劇映画だったら俺たちより洗練されたプロ集団がやるからセッティングにかける時間が大幅に短縮されるだろうが、探り探りの撮影であることも確かで、こだわり始めるときりがない映画の世界の末端にふれた思いがした。
主演は劇団に所属し、制作も担当する立場にあり、若手の育成や海外のマエストロとも交流があるベテランの役者さんだ。つい先日、オールアップを迎えたが、セッティングに時間のかかる現場をよく堪えて気持ちを繋いでくださった。
声をかけてくれた制作の友達と助監督の一人、照明部の一人としか面識がなかったものの、初日から若干出しゃばり気味で動いていたら自然と仲良くなっていた。今では現場がアップすることが早くも名残惜しい。
最初は誰この人?みたいな印象を与えたかもしれない。なんせ途中参加なんだ。でも、日を追うごとに皆が俺の存在を受け止めてくれる。次第にお待ちくださいという声に各部が応答してくれるようになった。
監督は女だが基本的におっけえを出すのが早い人で、声がかわいい。
俺は何度も声でかすぎて少し音量を押さえてと注意されることが多くて、それもどこかで自分が監督をするなら声は通る方がいいだろうという漠然とした職業意識が影響しているのだろうが、まず、目立つことが鍵になる場合もあるだろうし、声に苦労しない分、客観的にみて、今自分ができることは何か考えて動くことが昔よりはスムーズにできるようになった気がする。
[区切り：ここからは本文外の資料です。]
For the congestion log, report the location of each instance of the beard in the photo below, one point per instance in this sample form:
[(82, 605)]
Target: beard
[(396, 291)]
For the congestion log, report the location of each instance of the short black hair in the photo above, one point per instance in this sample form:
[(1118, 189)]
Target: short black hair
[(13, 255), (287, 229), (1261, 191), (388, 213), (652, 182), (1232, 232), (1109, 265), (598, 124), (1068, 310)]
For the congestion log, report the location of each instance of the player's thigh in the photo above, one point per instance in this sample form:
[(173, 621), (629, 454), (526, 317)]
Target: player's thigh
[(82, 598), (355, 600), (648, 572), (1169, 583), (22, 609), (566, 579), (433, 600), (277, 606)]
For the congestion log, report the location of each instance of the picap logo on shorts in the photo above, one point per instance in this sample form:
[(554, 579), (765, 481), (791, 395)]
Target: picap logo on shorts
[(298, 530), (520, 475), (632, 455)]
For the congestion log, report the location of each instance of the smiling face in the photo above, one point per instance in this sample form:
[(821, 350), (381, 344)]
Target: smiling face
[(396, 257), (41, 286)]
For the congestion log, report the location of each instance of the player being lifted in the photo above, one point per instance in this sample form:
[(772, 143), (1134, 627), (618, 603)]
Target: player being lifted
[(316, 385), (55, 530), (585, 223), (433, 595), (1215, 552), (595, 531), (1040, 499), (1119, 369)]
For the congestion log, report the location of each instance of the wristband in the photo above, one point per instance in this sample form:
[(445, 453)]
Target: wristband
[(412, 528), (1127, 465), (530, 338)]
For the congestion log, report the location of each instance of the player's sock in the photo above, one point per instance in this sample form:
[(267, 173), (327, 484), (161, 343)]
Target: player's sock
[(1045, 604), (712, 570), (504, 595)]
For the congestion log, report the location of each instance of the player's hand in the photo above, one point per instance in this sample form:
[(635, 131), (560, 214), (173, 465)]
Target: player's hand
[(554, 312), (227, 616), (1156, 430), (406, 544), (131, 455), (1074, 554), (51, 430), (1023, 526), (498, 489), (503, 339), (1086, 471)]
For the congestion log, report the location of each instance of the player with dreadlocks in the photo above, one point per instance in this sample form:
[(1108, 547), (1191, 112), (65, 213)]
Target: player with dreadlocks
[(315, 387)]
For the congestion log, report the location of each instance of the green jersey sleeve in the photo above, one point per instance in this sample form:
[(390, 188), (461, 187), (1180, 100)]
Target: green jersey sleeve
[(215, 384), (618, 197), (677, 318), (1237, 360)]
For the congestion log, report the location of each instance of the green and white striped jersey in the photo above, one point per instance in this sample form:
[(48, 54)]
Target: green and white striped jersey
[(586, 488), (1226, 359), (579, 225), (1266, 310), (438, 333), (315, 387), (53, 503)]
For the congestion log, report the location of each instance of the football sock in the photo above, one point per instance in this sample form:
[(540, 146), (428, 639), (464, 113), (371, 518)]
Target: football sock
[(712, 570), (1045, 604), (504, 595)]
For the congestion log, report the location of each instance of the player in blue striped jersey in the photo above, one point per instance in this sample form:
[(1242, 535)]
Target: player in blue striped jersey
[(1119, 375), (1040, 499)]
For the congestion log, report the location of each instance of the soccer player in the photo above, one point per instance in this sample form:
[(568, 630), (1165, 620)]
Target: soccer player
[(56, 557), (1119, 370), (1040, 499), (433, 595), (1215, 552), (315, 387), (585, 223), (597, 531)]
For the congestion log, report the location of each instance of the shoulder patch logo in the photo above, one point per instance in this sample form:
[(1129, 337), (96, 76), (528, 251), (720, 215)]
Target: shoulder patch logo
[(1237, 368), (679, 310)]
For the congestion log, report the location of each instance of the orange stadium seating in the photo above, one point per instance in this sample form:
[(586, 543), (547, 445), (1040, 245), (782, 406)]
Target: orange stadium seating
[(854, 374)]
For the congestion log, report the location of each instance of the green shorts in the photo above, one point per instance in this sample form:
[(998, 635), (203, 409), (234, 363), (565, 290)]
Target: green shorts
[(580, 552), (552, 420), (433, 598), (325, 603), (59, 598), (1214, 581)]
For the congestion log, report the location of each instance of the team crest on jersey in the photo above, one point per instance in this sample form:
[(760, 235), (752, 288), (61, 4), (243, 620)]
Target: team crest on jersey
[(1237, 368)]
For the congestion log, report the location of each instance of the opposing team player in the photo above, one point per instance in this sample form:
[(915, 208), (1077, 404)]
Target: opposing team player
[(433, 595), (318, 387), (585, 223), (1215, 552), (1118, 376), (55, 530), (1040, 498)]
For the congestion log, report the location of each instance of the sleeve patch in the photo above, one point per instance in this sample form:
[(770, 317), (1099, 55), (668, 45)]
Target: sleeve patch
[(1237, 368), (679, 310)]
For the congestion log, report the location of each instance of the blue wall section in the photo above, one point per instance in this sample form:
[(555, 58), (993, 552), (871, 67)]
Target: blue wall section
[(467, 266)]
何かに手がいっぱいで声を出すことを忘れている瞬間。ふと周りを見ると、会話に詰まったあのときのように、何か円滑さに欠けている雰囲気に晒される。
たとえば照明のセッティング中に音声さんは待ちぼうけを食らうが、そこで状況を伝え、近くにいても照明→音声という直接のやりとりではなく、照明→助監督→音声というように通訳のような人間が声を出し、現場全体を一部から全体的な志向性に持っていくという役割が必要になる。
野球チームにおいて、監督の指示が直接選手全員に伝えられることもあるが、間にキャプテンが入ることもあり得る。ようは助監督はある種キャプテンのような存在でなければならない。皆の気持ちを盛り上げて、どうにかいいカットを撮って帰ろうと背中を押すのだ。
まあ、結局技術面でノウハウのない演出部はホームランバッターにはなれない。ピッチャーにもなれない。セカンドに強烈な当たりが飛んだときに、すかさずカバーに入るライトのような存在だ。なかなか周りにアピールできない。でも、気持ちは気を抜かない。見えないところで、画に加担している。
きれいごとを書きすぎだが、思い上がりもいいとこだと言わせるほど、仕切りたい人が、助監督には向いている気がする。俺はと言うと、仕切っているように見られることに妙な抵抗を感じつつも、思い切ってやっている。